MLB statistics (through April 15, 2026)
- Win–loss record: 3–1
- Earned run average: 2.97
- Strikeouts: 45
- Stats at Baseball Reference

Teams
- Chicago Cubs (2023–2026);

= Luke Little =

American baseball player (born 2000)

Luke Justice Little (born August 30, 2000) is an American professional baseball pitcher for the Kansas City Royals of Major League Baseball (MLB). He was drafted by the Chicago Cubs in the fourth round of the 2020 MLB draft and made his MLB debut in 2023.

==Amateur career==
Little attended East Mecklenburg High School in Charlotte, North Carolina and played college baseball at San Jacinto College. He played collegiate summer baseball for the Traverse City Pit Spitters in the Northwoods League, soon becoming the first Pit Spitter alumnus to play in the majors.

==Professional career==
===Chicago Cubs===
The Chicago Cubs drafted Little in the fourth round, with the 117th overall selection, of the 2020 Major League Baseball draft. He did not play in a game in 2020 due to the cancellation of the minor league season because of the COVID-19 pandemic.

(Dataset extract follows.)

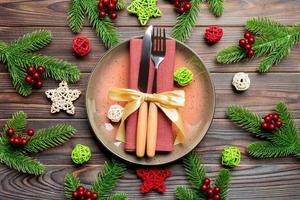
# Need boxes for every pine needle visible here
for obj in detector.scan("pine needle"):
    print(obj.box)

Little made his professional debut in 2021 with the rookie–level Arizona Complex League Cubs. He spent 2022 with the Single–A Myrtle Beach Pelicans and High–A South Bend Cubs.

In 36 appearances in 2023 with South Bend, the Double–A Tennessee Smokies and Triple–A Iowa Cubs, Little accumulated a 5–2 record and 2.12 ERA with 105 strikeouts in 63 2/3 innings pitched. On September 6, 2023, Little was selected to the 40-man roster and promoted to the major leagues for the first time. Upon making the majors, the 6'8" Little tied the record with Chris Volstad from the 2012 season for being the tallest starting pitcher in Chicago Cubs history. In the 2023 season he pitched in seven games, allowing no runs and five hits over 6 2/3 innings.

Little was named a part of the Cubs' 2024 opening-day bullpen before the season began. On April 3, 2024, Little made his first start, throwing one strikeout with no earned runs in one inning a win against the Colorado Rockies. In 30 appearances for Chicago, he compiled a 3.46 ERA with 28 strikeouts across 26 innings pitched. Little was placed on the injured list with a left shoulder strain on July 13. He was transferred to the 60–day injured list on July 22, with what was described as a "likely" season–ending lat strain.

Little was optioned to Triple-A Iowa to begin the 2025 season. He made two appearances for Chicago during the regular season, recording a 3.38 ERA with four strikeouts across 2 2/3 innings pitched.

Little was again optioned to Triple-A Iowa to begin the 2026 season. He made one appearance for Chicago on April 15, 2026, allowing a home run to Bryce Harper as the Cubs beat the Philadelphia Phillies, 11–2. Little was designated for assignment by Chicago on August 3.

===Kansas City Royals===
On August 6, 2026, Little was claimed off of waivers by the Kansas City Royals.